There are more than 7 million Arabs living across 12 cities in Turkey, said Kirboga. “These communities, unfortunately, have no cultural support from Arab countries.”
Five million of these Arabs have supported more than 1 million Syrian refugees through providing humanitarian aid, while several Arab-Turkish tribes support the Free Syrian Army, he said.
Similarly, many Arab-Turks have strong ties with Arab tribes living in the northern regions of Syria.
Turkish Arabs, predominantly Muslim, mostly live along the southeastern border with Syria and Iraq in the Urfa, Batman, Bitlis, Gaziantep, Hatay, Mardin and Adana provinces of Turkey. In fact, most of Hatay’s residents are Arab.

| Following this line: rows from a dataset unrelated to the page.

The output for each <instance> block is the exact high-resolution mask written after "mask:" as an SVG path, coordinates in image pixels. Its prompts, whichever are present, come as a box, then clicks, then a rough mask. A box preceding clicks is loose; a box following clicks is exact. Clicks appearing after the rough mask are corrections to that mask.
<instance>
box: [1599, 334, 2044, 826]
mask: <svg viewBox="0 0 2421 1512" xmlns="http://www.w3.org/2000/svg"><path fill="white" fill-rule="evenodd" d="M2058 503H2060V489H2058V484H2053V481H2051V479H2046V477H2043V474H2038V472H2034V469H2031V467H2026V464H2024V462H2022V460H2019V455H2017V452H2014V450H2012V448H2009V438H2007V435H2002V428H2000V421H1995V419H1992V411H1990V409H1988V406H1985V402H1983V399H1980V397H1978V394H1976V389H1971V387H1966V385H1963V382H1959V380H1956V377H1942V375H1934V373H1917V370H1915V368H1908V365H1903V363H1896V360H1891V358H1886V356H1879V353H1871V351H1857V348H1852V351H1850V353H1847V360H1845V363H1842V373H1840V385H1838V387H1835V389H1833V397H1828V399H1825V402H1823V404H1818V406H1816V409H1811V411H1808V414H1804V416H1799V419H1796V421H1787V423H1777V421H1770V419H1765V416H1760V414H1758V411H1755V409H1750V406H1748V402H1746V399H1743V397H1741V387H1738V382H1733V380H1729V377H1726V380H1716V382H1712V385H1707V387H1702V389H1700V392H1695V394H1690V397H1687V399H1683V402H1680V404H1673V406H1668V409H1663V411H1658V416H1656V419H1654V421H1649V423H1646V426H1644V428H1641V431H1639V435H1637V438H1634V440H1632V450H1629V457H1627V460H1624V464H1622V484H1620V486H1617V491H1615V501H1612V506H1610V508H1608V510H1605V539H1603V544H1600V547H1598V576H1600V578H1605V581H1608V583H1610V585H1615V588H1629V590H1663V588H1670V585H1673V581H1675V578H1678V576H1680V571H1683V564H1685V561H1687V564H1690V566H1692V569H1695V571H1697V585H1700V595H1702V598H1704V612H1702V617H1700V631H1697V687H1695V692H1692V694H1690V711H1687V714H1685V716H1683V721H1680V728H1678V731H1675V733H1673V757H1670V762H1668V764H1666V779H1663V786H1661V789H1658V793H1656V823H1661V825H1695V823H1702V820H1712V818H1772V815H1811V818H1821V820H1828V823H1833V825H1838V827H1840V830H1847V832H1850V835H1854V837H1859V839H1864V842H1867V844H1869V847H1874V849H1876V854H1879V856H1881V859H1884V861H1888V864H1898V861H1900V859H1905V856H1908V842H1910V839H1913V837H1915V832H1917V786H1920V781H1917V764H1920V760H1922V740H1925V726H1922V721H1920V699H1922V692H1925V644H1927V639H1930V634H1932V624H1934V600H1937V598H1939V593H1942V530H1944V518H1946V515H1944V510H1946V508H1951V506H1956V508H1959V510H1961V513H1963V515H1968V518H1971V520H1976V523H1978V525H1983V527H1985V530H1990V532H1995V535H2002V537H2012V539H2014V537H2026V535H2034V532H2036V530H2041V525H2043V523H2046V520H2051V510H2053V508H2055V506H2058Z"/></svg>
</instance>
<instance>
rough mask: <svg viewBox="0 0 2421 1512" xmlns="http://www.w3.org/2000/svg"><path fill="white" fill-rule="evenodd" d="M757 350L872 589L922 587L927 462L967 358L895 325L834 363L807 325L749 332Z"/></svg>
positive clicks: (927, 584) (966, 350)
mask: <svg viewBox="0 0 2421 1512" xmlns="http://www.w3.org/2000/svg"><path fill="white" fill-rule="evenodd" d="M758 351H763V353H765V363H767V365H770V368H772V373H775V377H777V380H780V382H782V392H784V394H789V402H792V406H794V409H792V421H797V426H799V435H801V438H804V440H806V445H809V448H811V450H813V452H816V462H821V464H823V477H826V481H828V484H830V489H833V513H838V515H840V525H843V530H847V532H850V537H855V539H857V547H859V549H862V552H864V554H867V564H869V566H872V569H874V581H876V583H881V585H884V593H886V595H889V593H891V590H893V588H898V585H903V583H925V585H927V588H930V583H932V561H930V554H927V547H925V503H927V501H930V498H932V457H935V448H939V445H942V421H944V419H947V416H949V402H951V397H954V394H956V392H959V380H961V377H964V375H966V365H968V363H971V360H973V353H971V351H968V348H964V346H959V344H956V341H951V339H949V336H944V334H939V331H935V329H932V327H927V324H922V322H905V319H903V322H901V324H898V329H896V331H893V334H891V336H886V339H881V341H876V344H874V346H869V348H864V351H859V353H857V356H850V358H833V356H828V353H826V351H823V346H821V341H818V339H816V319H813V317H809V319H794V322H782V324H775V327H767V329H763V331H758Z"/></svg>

Arabs on the eastern side of the border consist of Bedouin tribes, in addition to other Arabs who settled in the region before Turkic tribes — a collection of ethnic groups that live in central Asia, northwestern China and parts of eastern Europe — settled in Anatolia in the 11th century.
Arab society in Turkey is generally well-integrated into the Turkish population. Many still speak Arabic, in addition to Turkish.
“The current Turkish government allowed Arabic to be taught at Turkish schools and also allowed us to establish our association to preserve Arabian culture,” he said. “This government is unlike previous governments, which were anti-Arab and took action to take away our ethnic identity.”
One Turkish study estimates the Arab population to be anywhere between 1.1 percent and 2.4 percent of the total population, while an American estimate in 1995 pegged the figure at between 800,000 and 1 million residents.
A Turkish study conducted in 2006, however, concluded that less than one percent of the total population of Turkey is ethnically Arab.
Half a million Turkish residents spoke Arabic as a first language in 1992, according to another study.
By contrast, around 365,340 Turkish citizens, one percent of the total population in 1965, had Arabic as their mother tongue. In fact, more than half of this population could speak only Arabic at the time.